Frauen von Kriminellen waren – wie Massu später reflektierte – schon eine ganz spezielle „Gattung“:
Es gibt Frauen, die wie ein wildgewordener Panther ihre Männer mit ausgefahrenen Klauen verteidigen, Frauen, die sich kalt und unsensibel geben, denen man jede Information abringen und mit denen man jedes Argument diskutieren muss. Sie beantworten Fragen mit Gegenfragen. Aber es gibt auch Frauen, die die ganze Nacht über kein Wort sagen, obwohl sie vom grellen Licht einer Lampe geblendet werden. Gelegentlich begegnet man Frauen, die zutiefst erschüttert sind und voller Widerwillen erkennen, jahrelang neben einem Monster gelebt zu haben …
In welche Kategorie konnte man Georgette Petiot einordnen? Und wie stand es um Maurice? Massu setzte alles daran, das herauszufinden.
Der Kommissar leitete die erste Befragung von Maurice durch eine Klärung des familiären Hintergrunds ein und fand heraus, dass er, wie auch sein älterer Bruder, von der Tante Henriette Gaston aufgezogen und dem nun verstorbenen Onkel Vidal Gaston unterrichtet worden war. Die Brüder Petiot verband lange ein enges Verhältnis, sie hatten sich aber in den frühen Dreißigern auseinanderentwickelt. Seine Beziehung und die darauf folgende Heirat mit Monique hatten das Verhältnis „ein wenig abgekühlt“, wie er es darstellte. Nach der Hochzeit am 22. September 1934 unterhielten sich die Brüder fünf Jahre lang dann überhaupt nicht mehr miteinander. Nach dem Exodus im Sommer 1940 war Maurice nach eigenen Angaben wieder nach Hause zurückgekehrt und fand heraus, dass sein Warenlager geplündert worden war. Daraufhin unternahm er zur Aufstockung der Vorräte regelmäßige Reisen nach Paris, dank derer die Beziehung der Brüder zueinander wieder besser wurde. „Bei jedem Aufenthalt aß ich bei ihm zu Mittag“, schilderte Maurice die damalige Zeit und erzählte, dass darauf oft noch ein Abendessen mit Marcel, seiner Frau und dem Sohn folgte. Meist hielt er sich zweimal in der Woche in der Hauptstadt auf. Massu wollte wissen, was Maurice über die Rue Le Sueur Nummer 21 sagen könne.

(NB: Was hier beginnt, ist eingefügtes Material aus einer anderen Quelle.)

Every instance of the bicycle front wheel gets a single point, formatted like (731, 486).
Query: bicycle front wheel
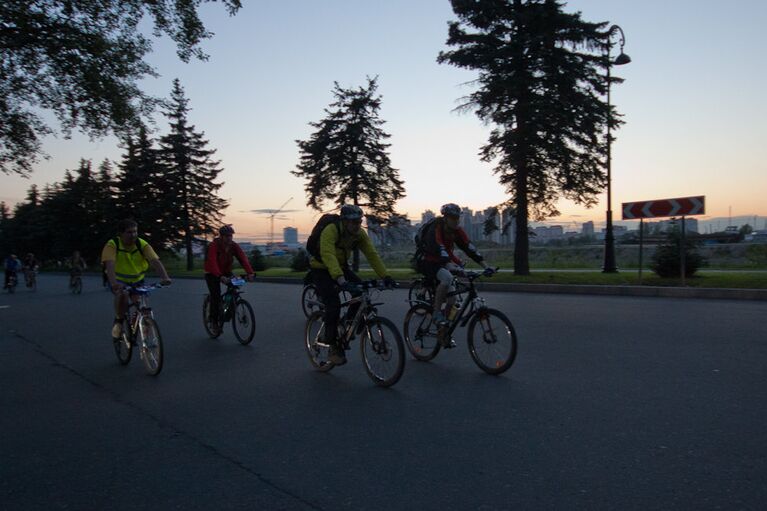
(310, 300)
(244, 322)
(383, 352)
(421, 333)
(492, 341)
(122, 345)
(316, 347)
(150, 344)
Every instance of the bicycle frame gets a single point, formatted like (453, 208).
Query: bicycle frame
(366, 311)
(234, 291)
(138, 309)
(470, 305)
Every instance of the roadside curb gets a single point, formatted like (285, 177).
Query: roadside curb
(577, 289)
(647, 291)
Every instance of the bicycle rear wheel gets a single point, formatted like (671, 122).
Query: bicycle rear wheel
(150, 346)
(383, 352)
(492, 341)
(421, 333)
(244, 322)
(310, 300)
(314, 339)
(213, 331)
(122, 345)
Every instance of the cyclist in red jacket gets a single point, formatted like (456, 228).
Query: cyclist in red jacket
(218, 267)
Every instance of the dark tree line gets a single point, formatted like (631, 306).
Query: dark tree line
(541, 84)
(168, 186)
(83, 61)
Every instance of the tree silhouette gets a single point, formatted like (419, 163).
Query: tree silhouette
(346, 159)
(187, 189)
(83, 61)
(540, 85)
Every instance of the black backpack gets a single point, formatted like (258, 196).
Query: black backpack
(425, 241)
(313, 243)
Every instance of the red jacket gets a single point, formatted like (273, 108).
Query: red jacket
(219, 260)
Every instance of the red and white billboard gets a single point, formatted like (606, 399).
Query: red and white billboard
(683, 206)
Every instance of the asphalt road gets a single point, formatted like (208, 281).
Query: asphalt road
(613, 403)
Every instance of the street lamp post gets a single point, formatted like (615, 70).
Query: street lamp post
(609, 263)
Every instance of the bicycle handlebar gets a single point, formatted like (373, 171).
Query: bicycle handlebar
(379, 284)
(143, 288)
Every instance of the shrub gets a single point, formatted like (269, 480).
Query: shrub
(666, 260)
(257, 260)
(300, 261)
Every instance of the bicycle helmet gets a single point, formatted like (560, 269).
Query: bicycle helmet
(450, 209)
(351, 212)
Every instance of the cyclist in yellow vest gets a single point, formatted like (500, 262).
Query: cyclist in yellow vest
(126, 259)
(331, 272)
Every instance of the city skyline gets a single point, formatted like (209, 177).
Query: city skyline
(691, 127)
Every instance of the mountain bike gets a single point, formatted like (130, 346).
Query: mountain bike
(490, 335)
(140, 329)
(421, 290)
(234, 308)
(75, 282)
(383, 352)
(30, 278)
(310, 299)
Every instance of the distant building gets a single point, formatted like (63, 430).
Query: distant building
(290, 236)
(467, 217)
(544, 233)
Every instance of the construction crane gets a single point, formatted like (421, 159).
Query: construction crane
(272, 214)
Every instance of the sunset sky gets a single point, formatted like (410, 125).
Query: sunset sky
(693, 103)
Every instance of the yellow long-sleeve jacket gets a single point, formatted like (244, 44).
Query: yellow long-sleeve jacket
(336, 248)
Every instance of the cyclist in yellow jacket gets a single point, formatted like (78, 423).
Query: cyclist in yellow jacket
(330, 270)
(126, 258)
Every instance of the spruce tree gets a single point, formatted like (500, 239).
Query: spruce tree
(188, 183)
(540, 85)
(82, 61)
(140, 186)
(346, 159)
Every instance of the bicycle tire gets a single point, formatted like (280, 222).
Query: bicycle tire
(205, 323)
(123, 345)
(310, 301)
(150, 346)
(314, 333)
(422, 341)
(379, 350)
(243, 318)
(498, 361)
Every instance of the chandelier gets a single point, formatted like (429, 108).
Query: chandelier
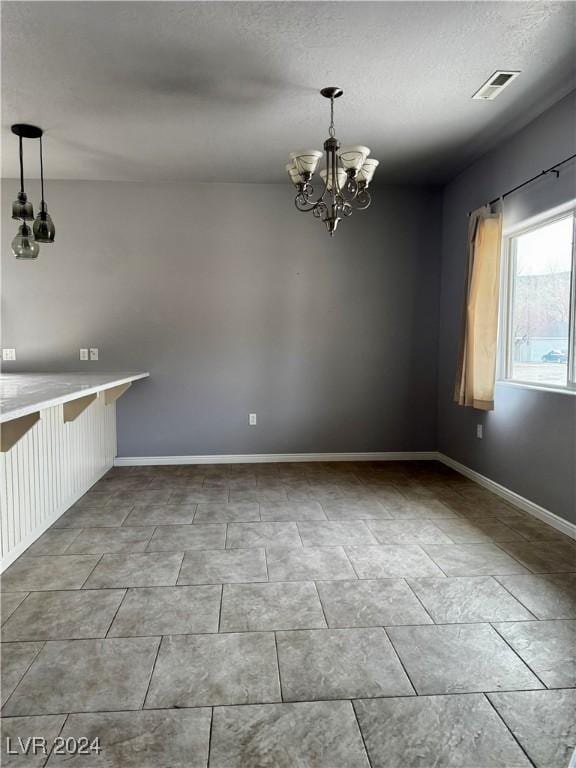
(344, 181)
(25, 244)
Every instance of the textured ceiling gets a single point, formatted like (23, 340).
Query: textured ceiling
(218, 91)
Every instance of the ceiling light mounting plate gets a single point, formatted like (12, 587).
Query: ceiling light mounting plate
(332, 92)
(26, 131)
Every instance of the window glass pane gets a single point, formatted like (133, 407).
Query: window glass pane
(542, 265)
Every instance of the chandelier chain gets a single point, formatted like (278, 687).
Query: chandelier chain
(332, 129)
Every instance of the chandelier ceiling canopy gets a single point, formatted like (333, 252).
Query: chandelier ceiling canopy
(344, 182)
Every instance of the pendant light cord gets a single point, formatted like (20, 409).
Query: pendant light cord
(331, 129)
(41, 172)
(21, 168)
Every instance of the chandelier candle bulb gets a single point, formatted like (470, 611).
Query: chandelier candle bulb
(353, 157)
(344, 181)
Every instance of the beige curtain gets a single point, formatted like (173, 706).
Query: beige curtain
(478, 347)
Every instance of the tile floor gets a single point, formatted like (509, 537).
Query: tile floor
(293, 616)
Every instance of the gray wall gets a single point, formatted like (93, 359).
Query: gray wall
(237, 303)
(529, 439)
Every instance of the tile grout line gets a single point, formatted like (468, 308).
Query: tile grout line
(361, 733)
(510, 731)
(49, 755)
(524, 662)
(107, 633)
(537, 618)
(143, 705)
(36, 655)
(400, 659)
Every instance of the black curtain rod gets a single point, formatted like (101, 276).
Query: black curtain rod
(552, 169)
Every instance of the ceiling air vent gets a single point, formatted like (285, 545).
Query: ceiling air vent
(495, 85)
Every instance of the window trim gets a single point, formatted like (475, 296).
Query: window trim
(505, 350)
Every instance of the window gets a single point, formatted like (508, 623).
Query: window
(538, 312)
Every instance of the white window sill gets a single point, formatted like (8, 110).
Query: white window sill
(537, 387)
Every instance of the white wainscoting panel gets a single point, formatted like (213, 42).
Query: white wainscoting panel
(49, 468)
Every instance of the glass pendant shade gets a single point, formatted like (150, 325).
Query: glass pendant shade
(43, 227)
(341, 175)
(22, 208)
(24, 246)
(367, 171)
(306, 160)
(295, 177)
(353, 157)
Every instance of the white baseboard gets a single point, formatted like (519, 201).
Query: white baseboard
(564, 526)
(265, 458)
(27, 541)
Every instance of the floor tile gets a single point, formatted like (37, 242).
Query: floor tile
(319, 734)
(543, 722)
(543, 556)
(135, 496)
(344, 509)
(339, 664)
(63, 615)
(53, 542)
(369, 603)
(9, 601)
(393, 561)
(407, 532)
(460, 731)
(281, 605)
(45, 727)
(16, 658)
(461, 658)
(176, 538)
(86, 676)
(420, 510)
(308, 563)
(251, 535)
(208, 670)
(153, 514)
(258, 495)
(101, 540)
(48, 572)
(548, 647)
(149, 569)
(473, 559)
(550, 596)
(351, 533)
(468, 599)
(222, 566)
(291, 510)
(148, 739)
(168, 610)
(535, 530)
(94, 517)
(477, 530)
(227, 513)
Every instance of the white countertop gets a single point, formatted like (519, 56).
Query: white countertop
(24, 393)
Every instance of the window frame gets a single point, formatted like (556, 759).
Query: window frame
(505, 345)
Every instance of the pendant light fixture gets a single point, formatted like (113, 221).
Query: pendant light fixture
(44, 230)
(25, 244)
(345, 179)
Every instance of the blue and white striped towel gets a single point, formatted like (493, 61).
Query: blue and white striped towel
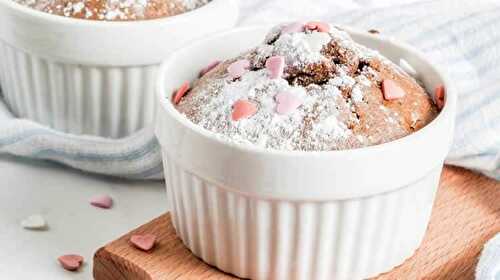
(462, 36)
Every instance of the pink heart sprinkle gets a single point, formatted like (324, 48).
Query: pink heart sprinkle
(391, 90)
(179, 94)
(144, 242)
(209, 68)
(238, 68)
(243, 109)
(439, 95)
(287, 103)
(104, 201)
(275, 65)
(293, 28)
(71, 262)
(318, 26)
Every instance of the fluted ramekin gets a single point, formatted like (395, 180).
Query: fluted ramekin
(93, 77)
(265, 214)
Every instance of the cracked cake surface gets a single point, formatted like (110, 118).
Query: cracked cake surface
(114, 10)
(331, 94)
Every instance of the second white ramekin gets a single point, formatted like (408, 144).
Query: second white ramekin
(93, 77)
(264, 214)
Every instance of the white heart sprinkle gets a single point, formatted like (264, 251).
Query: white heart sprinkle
(34, 222)
(408, 68)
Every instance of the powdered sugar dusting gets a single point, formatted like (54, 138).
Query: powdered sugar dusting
(113, 10)
(331, 112)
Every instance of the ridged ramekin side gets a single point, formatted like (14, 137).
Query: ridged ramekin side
(80, 99)
(278, 239)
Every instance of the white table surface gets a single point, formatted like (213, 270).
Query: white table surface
(61, 195)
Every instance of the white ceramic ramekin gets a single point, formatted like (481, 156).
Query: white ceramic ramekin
(298, 215)
(93, 77)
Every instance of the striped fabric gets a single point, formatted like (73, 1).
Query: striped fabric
(462, 36)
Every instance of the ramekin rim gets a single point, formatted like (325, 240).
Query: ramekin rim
(107, 23)
(167, 105)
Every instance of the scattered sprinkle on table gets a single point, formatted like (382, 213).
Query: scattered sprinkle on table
(34, 222)
(103, 201)
(71, 262)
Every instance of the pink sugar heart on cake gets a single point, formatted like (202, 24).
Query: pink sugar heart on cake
(238, 68)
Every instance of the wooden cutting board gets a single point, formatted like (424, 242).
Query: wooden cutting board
(466, 214)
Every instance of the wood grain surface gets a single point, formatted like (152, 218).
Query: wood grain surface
(466, 214)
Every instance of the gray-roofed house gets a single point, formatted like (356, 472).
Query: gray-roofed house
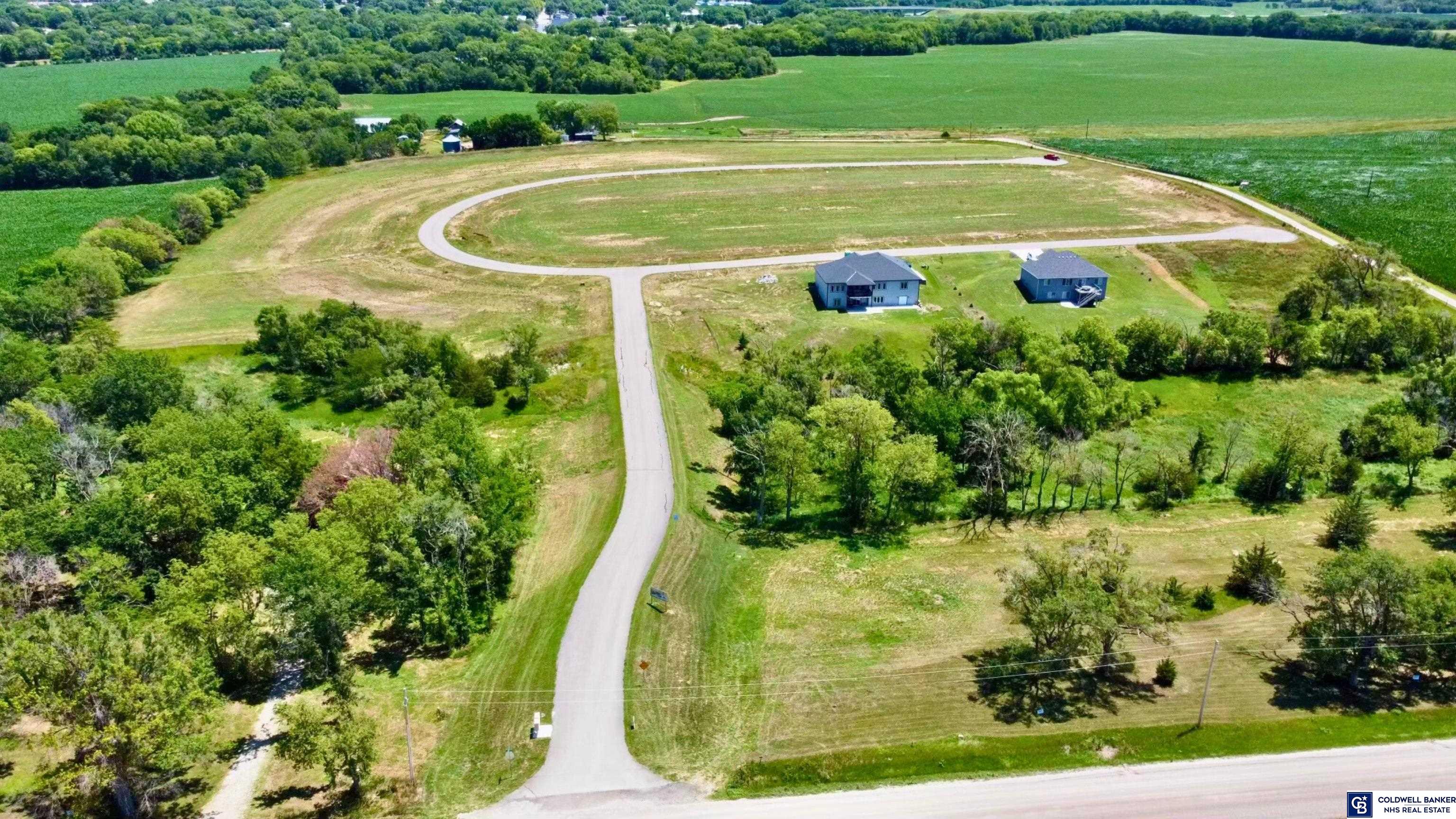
(1062, 276)
(867, 280)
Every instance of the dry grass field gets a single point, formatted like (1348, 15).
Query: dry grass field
(757, 213)
(775, 631)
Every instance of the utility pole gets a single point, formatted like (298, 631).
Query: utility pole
(410, 741)
(1208, 682)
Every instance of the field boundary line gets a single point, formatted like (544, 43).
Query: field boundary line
(1285, 218)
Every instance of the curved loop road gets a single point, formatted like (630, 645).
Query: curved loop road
(589, 758)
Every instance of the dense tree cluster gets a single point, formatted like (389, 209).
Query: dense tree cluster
(1027, 423)
(355, 359)
(854, 34)
(162, 548)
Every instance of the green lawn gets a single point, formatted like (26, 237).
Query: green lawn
(988, 757)
(36, 97)
(1246, 9)
(1395, 189)
(1107, 82)
(37, 222)
(759, 628)
(837, 664)
(746, 215)
(461, 737)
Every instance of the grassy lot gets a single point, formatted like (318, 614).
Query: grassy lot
(37, 222)
(745, 215)
(1254, 9)
(1103, 83)
(985, 757)
(839, 664)
(573, 425)
(48, 95)
(24, 753)
(1395, 189)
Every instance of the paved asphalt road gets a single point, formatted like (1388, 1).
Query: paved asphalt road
(587, 755)
(1310, 784)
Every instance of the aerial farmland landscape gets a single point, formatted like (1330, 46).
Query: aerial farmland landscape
(491, 409)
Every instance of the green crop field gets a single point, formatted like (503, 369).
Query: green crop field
(1129, 83)
(746, 215)
(36, 97)
(1395, 189)
(37, 222)
(1246, 9)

Maurice erinnerte sich daran, dass sein Bruder – eventuell war es auch Georgette gewesen – irgendwann, möglicherweise 1942, über den Erwerb einer neuen Immobilie in Paris geredet hatte. Er versuchte Massu mit aller Überzeugungskraft zu vermitteln, dass sich seine Informationen zu dem Thema darauf beschränkten. „Ich wusste nicht, in welcher Straße das Haus lag, und bin niemals dort gewesen.“
Als der Kommissar ihn unter Druck setzte, änderte Maurice die Aussage. Ja, er kenne die Adresse und sei dort tatsächlich drei oder vier Mal gewesen. Im Juli oder August habe er die von Ungeziefer befallenen Möbel und Teppiche mit Schädlingsbekämpfungsmittel behandelt, wenige Monate darauf, wahrscheinlich im Dezember 1943, dann das Wasser abgestellt, da die Leitung durch den plötzlichen Wintereinbruch geborsten war. Im Jahre 1944 besichtigte er das Haus mit einem Architekten das angeblich letzte Mal, um mögliche Risse zu entdecken, da in ein benachbartes Gebäude Feuchtigkeit eindrang.
Die Frage, ob das alles sei, was er über das Stadthaus wisse, beantwortete er mit einem Ja. Massu sollte schon bald einen guten Grund haben, diese Aussage mit Skepsis zu bewerten.